Les millionnaires plus jeunes sont aussi pointés du doigt : ils s’installent en Australie avec leur famille, inscrivent leurs enfants dans les écoles publiques, mais continuent souvent leur activité dans leur pays d’origine.
Preuve de son caractère controversé, même l’ancienne ministre de l’Intérieur, la libérale Karen Williams, ne s’est pas opposée à une réforme du visa doré : « Je suis tout à fait ouverte à ce que l’on regarde si ce visa est toujours utile plusieurs années après sa mise en place ».
Recherche travailleurs désespérément
L’annonce de la suppression du visa doré n’est pas une décision impromptue. Elle fait partie d’une réforme profonde de la politique migratoire de l’Australie, la plus importante depuis la Seconde Guerre mondiale.
Depuis quelques mois, les secteurs de la santé, de l’éducation, de l’ingénierie et de l’informatique manquent de bras et de cerveaux. Les salaires trop bas, le vieillissement de la population et la fermeture des frontières pendant deux ans pour enrayer la pandémie de Covid-19 ont entraîné des carences importantes, que les travaillistes veulent combler par l’immigration.
En septembre dernier, le gouvernement a rehaussé le nombre de visas à attribuer pour l’année 2023, qui passe de 160 000 à 190 000. « C’est un tournant aussi important dans notre histoire que le programme "se peupler ou périr", qui était le socle de notre reconstruction et de notre sécurité nationale après la Seconde Guerre mondiale », a affirmé la ministre de l’Intérieur.
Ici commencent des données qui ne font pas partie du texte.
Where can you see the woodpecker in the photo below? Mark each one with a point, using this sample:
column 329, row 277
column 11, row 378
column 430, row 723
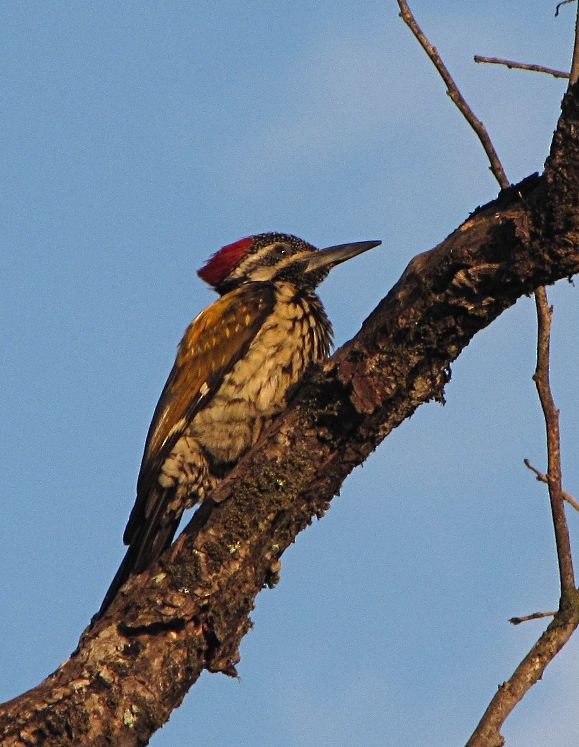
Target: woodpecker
column 237, row 362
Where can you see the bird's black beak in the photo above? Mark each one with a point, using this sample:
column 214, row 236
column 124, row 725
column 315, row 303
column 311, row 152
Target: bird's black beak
column 333, row 255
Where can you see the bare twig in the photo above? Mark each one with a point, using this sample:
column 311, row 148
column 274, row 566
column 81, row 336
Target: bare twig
column 574, row 77
column 541, row 477
column 455, row 94
column 541, row 379
column 533, row 616
column 566, row 619
column 563, row 2
column 528, row 673
column 511, row 64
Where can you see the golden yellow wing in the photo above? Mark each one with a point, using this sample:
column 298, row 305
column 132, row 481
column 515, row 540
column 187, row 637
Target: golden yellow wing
column 210, row 347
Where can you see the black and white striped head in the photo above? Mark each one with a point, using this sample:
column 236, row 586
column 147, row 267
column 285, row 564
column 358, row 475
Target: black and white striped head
column 275, row 256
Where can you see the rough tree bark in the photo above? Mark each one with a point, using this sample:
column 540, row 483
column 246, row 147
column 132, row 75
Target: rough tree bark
column 134, row 666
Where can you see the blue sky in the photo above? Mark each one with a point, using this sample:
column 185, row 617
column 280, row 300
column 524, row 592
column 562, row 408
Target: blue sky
column 140, row 137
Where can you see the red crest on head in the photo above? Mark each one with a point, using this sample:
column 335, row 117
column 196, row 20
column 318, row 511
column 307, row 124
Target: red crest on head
column 218, row 267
Et le gouvernement ne compte pas attirer seulement des travailleurs qualifiés. Il cherche aussi à fidéliser des étudiants étrangers qui doivent retourner chez eux au bout de leurs études. Selon le ministère de l’Éducation, seuls 16% d’entre eux restent en Australie après leur diplôme. Avec cette réforme, les étudiants internationaux pourront travailler plus longtemps : quatre ans et non plus deux avec un Bachelor’s degree (licence), cinq ans au lieu de trois après un Master’s degree, et six ans plutôt que quatre après un PhD (doctorat). « C’est une pièce très importante du puzzle : nous avons des gens parmi les meilleurs du monde qui veulent vivre en Australie », s’est félicitée Clare O’Neil en marge d’un sommet sur le travail le 2 septembre.
Sarah, étudiante française en ingénierie au Royal Melbourne Institute of Technology, est ravie et rassurée de cette annonce : « Depuis toute petite, je rêve de vivre en Australie. Avoir la possibilité de rester cinq ans ici pour travailler m’aide à me projeter dans l’avenir. Je le vois aussi comme une marque de respect envers des étudiants étrangers qui contribuent à l’économie pendant leurs études et qui devaient repartir chez eux après ».
La réforme de l’immigration portée par le gouvernement n’est pas encore adoptée et suscite déjà critiques et jalousie. La cybersécurité, qui connaît elle aussi un besoin de main d’œuvre, déplore notamment de ne pas faire partie des secteurs prioritaires pour l’immigration qualifiée.